Obama Directive Called "Sea Change" for Scientific Integrity

Jeff tries to explain how government works to readers of Science.

President Barack Obama's directive today to his science adviser to "restore scientific integrity to government decision-making" is a culmination of a long campaign by science advocacy groups against the policies of the Bush Administration. None of them was more active than the Union of Concerned Scientists, which produced its first report on "the politicization of science" in 2004 and which helped make scientific integrity an issue during the 2008 presidential campaign.

The issue was never partisan, insists Kurt Gottfried, chair of UCS and a physicist at Cornell University. "We took for granted that there was a code of behavior under which science operates, but what we've seen for the past 8 years is a breaking of that unwritten code," he told ScienceInsider. "Even his father [George H. W. Bush] ran a very clean shop.
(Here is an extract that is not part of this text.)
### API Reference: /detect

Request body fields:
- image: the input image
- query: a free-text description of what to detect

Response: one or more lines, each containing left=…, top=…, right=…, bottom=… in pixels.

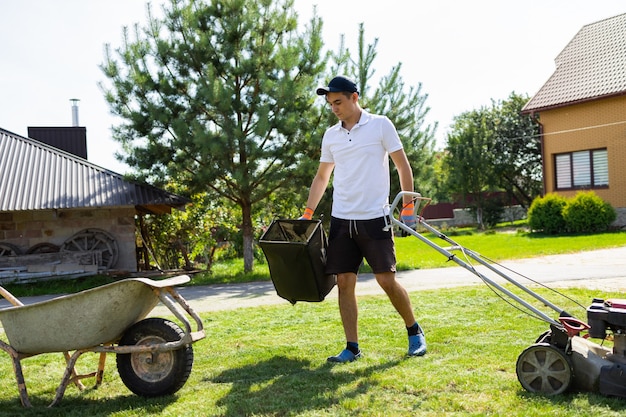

There have always been problems, but it was never systematic until the [George W.] Bush Administration."

Obama's directive that his Office of Science and Technology Policy draw up guidelines "to guarantee scientific integrity throughout the executive branch" is probably an overstatement, says Gottfried. "Nobody can guarantee such behavior," he says. "But it certainly sends a very clear message that the president expects scientific integrity to be upheld and that OSTP will be monitoring it closely. That's a sea change from the previous Administration."